Prince William has paid tribute to PC Keith Palmer, the brave police officer who was tragically killed in the London Westminster attack last week. The Duke of Cambridge laid a wreath with a handwritten message during an engagement at the National Memorial Arboretum in Staffordshire on Wednesday. "For PC Keith Palmer, and all those who have served our community so valiantly," the note read. "Your legacy is our way of life. William."
The Duke of Cambridge was visiting the National Memorial Arboretum to officially open the new Remembrance Centre. William unveiled a plaque as he attended in his capacity as Patron of the National Memorial Arboretum Appeal; the appeal has funded the construction of the new £15.7 million Remembrance Centre.
Prince William met a group of schoolchildren at the National Memorial Arboretum
He met staff at the centre, as well as a group of schoolchildren who were trying out the interactive elements of the Landscapes of Life exhibition. The exhibition explores how the practice of remembrance has evolved over time in different cultures – from historic rituals associated with burial mounds, to online tribute pages, and contemporary remembrance services on key dates throughout the year.
Writing in the programme for the event, William said: "The National Memorial Arboretum honours and remembers those men and women who have made the ultimate sacrifice in the service of this country. This is a place for special memories, many of them sad, but hopefully, many of them happy too. We all have an important job to do in keeping these memories alive for future generations and this new Remembrance Centre will play a significant role in that duty."
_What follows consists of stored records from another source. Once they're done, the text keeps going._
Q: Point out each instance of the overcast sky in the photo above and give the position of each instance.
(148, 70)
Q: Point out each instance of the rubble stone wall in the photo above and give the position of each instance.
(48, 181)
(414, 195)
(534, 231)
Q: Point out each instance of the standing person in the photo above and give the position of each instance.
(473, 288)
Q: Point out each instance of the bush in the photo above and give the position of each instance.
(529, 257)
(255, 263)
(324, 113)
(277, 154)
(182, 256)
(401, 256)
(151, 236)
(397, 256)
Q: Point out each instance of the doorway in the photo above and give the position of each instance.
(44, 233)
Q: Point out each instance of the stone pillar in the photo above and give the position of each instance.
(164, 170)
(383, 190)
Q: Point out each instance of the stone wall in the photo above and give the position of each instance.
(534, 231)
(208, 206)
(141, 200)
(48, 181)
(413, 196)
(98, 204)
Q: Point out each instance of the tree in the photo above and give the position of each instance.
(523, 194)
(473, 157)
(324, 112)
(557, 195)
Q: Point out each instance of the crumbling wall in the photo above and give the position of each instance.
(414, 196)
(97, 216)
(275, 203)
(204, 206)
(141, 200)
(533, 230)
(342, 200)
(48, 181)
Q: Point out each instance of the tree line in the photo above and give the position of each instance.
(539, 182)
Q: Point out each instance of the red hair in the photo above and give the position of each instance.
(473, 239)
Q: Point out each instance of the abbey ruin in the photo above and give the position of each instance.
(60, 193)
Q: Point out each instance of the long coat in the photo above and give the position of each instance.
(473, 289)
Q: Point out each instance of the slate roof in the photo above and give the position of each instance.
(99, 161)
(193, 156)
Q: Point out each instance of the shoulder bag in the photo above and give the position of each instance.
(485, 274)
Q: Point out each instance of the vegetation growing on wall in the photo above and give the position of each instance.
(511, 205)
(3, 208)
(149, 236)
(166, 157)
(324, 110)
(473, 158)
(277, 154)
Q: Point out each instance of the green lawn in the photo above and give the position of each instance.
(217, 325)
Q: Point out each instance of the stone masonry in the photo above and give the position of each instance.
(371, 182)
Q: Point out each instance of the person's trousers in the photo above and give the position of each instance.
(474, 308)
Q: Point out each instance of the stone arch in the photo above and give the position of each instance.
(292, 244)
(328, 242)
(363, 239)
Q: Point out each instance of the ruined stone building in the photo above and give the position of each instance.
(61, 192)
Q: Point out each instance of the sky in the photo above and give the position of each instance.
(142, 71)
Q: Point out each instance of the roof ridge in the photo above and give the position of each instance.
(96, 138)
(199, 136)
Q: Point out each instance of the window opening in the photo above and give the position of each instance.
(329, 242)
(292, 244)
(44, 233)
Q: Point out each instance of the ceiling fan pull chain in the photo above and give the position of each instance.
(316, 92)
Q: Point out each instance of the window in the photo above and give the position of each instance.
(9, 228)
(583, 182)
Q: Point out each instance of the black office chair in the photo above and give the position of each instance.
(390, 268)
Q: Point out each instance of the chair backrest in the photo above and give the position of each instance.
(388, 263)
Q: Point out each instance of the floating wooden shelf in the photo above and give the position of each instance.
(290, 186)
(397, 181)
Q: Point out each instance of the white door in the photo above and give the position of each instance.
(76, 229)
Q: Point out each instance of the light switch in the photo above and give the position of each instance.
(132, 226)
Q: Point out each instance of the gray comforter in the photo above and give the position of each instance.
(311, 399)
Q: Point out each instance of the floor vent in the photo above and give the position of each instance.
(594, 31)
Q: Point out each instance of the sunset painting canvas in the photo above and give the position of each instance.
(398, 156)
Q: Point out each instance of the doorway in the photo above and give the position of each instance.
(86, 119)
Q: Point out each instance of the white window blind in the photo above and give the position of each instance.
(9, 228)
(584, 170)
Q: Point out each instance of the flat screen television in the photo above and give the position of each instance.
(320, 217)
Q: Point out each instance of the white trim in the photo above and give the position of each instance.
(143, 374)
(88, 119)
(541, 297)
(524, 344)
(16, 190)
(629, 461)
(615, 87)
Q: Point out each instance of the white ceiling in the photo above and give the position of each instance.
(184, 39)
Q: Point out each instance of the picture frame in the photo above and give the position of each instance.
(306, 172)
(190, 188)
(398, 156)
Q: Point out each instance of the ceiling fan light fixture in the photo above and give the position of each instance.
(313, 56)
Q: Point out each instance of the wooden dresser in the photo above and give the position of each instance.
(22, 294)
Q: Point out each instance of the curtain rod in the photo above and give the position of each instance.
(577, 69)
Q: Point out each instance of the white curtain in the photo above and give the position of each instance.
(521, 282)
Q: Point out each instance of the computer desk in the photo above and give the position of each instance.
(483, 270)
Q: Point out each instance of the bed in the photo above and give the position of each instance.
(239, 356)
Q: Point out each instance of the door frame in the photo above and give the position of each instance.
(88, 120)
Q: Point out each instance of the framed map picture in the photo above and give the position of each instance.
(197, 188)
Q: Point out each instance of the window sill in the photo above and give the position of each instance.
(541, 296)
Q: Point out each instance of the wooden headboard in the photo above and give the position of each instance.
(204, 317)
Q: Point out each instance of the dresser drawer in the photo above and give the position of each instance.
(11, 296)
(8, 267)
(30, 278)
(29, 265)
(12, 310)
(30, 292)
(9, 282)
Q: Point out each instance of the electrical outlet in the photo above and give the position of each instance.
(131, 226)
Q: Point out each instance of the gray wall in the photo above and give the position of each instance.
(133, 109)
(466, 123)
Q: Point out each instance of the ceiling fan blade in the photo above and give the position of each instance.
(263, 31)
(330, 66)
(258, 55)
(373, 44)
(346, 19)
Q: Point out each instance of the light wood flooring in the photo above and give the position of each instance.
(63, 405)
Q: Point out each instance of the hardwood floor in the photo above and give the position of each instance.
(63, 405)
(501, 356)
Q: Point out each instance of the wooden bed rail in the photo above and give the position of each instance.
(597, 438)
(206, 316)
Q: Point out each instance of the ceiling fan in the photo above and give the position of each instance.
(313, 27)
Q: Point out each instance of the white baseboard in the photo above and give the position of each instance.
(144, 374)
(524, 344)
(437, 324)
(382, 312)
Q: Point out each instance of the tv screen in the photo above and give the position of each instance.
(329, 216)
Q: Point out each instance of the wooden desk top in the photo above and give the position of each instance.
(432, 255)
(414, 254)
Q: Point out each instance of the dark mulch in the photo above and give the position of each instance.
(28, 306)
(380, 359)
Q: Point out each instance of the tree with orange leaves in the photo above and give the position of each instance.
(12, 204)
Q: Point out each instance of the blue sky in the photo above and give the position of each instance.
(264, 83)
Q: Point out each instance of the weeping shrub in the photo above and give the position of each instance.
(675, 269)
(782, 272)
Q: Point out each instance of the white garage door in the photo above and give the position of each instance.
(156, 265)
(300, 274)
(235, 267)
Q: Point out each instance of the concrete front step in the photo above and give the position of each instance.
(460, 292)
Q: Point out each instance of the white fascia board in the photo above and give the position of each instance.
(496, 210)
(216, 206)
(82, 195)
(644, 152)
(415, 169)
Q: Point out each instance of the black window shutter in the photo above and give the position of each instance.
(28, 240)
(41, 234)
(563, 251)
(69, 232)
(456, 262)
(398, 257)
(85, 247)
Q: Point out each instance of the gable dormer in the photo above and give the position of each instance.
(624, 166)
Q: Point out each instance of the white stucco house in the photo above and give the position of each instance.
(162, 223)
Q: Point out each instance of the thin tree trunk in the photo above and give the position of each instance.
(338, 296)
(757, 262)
William laid the wreath in The Beat, an area dedicated to all British police forces that contains many individual dedications to fallen officers. PC Keith Palmer, a doting husband and father, was killed one week ago while standing guard outside the Houses of Parliament. A crowdfunding page was set up in honour of Keith, 48, and his bereaved family. It has since been closed after more than £700,000 was raised by donations from members of the public.